# Villagers you now like because of PC?



## Ras (Feb 18, 2018)

Are there any villagers you used to not like or didn?t know much about that you now like because of Pocket Camp?

Bob was always popular here, and the mock cult surrounding him kind of turned me against him. I like him after PC. His coloring is cool.


----------



## Gashlycrumb (Feb 18, 2018)

Raddle I didn't even realize existed before Pocket Camp, and I think he's one of the best character designs in the game. Roscoe I never paid much attention to because I'm not fond of horse villagers, but he's actually really cool and I love the grumpy personality types. I've got both of them living in my ACNL town now, and I adore them there too.

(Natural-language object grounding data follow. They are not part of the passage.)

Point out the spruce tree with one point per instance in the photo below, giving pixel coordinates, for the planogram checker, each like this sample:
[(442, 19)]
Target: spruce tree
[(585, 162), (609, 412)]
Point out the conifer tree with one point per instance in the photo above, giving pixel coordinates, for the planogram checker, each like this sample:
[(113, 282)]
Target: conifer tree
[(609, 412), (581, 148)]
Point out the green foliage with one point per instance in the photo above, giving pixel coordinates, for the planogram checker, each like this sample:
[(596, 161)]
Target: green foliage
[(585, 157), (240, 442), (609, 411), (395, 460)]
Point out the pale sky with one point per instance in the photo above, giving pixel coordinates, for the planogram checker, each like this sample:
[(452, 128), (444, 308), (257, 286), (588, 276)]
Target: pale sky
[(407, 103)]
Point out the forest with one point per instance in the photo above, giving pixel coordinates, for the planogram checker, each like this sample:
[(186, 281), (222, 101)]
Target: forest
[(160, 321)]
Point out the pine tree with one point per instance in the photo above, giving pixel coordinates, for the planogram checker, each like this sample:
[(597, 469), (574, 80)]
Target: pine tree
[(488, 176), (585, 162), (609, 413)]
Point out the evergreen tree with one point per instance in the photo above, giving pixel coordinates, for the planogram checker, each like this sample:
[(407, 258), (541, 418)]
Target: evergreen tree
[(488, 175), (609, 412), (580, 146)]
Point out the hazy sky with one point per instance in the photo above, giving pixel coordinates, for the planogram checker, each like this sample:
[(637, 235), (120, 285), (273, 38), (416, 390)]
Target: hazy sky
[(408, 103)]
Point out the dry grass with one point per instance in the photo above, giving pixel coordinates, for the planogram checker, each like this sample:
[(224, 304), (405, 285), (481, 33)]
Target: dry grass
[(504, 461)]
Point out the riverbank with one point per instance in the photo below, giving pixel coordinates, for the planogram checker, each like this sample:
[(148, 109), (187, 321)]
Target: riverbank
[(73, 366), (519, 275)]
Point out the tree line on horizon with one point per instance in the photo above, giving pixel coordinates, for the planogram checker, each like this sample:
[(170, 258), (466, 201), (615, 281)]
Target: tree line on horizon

In general it's been kinda cool being able to see popular animals I've never had in any game before, like Rosie and Bob. I still can't say I can see the hype for some of them, but at least I've 'met' them now.


----------



## PaperCat (Feb 18, 2018)

Goose.


----------



## Ras (Feb 19, 2018)

I like that some of the "lower tier" animals like Roscoe and Raddle are getting their due! I like seeing Drake and Jay every day, and they are another couple of villagers I never thought of before PC.


----------



## kayleee (Feb 20, 2018)

I really like Boots. I’m not sure why. Also Peitro and Stitches have totally grown on me, so now I understand why they are fan favorites


----------



## Garrett (Feb 20, 2018)

Kid Cat. I even have his Amiibo card but never thought about scanning him in. He's really grown on me through Pocket Camp.


----------



## pidge (Feb 20, 2018)

I never even knew June after the WA update, but the minute I saw her in PC I was in love - now she's basically my best friend honestly I love her to bits.


----------



## Ras (Feb 20, 2018)

Yay, June is the best! I like Ketchup, too!


----------



## Ras (Mar 15, 2018)

I’m really liking the harmonious villagers. Bill has become my best bro, and Gladys has such cute eyes.


----------



## Becca617 (Mar 15, 2018)

Boots! i like the alligators, i've just never had one in my new leaf town. i have had a couple in city folk


----------



## NiamhACPC (Mar 16, 2018)

I don't know why but I loved Cherry from the start. She seems like the cool kid you can't really believe wants to be your friend. And I dig her outfit and piercings. I'm at 19 with her now so she'll be my first level 20 camper.


----------



## Heyden (Mar 16, 2018)

Bill and Gladys are new faves of mine now tbh


----------



## Ras (Mar 16, 2018)

I really like Agnes. Never really saw her before this game. The uchis are so sweet in this game.


----------



## Pumpkin Rosie (Mar 19, 2018)

I would say Boots. I didn't like him at all first, but now since PC, I really started to like him more.


----------



## Flare (Mar 19, 2018)

Definitely like Jay and Tex alot more now than what I used to.


----------



## honeyblossom (Mar 19, 2018)

For me, I think it's Moe. He's just so cute and seeing his little toothy smile in my campsite every day is amazing.


----------



## WynterFrost (Mar 20, 2018)

marshal. I thought he looked alright but I wasn't crazy about him but since having him in camp he's one of the funniest villagers and some of his dialogue is straight up stuff I would say.


----------



## Spooky. (Mar 21, 2018)

Honestly, since most of them have the same dialogue they all seem like the same one with a different face.


----------



## allainah (Mar 21, 2018)

I already loved Moe & Raddle prior to PC

The only character I would say is Filbert? I never hated him but PC has exposed him to me more and he's just sooOooo cute ;_; I actually want him in my acnl town now


----------



## That Marshal Fangirl (Mar 21, 2018)

Just now finding out how adorable Margie is.  I mean, her eyes are gorgeous and her colors are amazing.  I'm kinda regretting never having her in my AC:NL towns.


----------



## ESkill (Mar 22, 2018)

I like Curt and Apollo a lot now. Also I never liked the look of the polka dot furniture,  but I love it in pocket camp. I'm trying to collect it in new leaf now.


----------



## MopyDream44 (Mar 25, 2018)

I think I just fell in love with Bam.


----------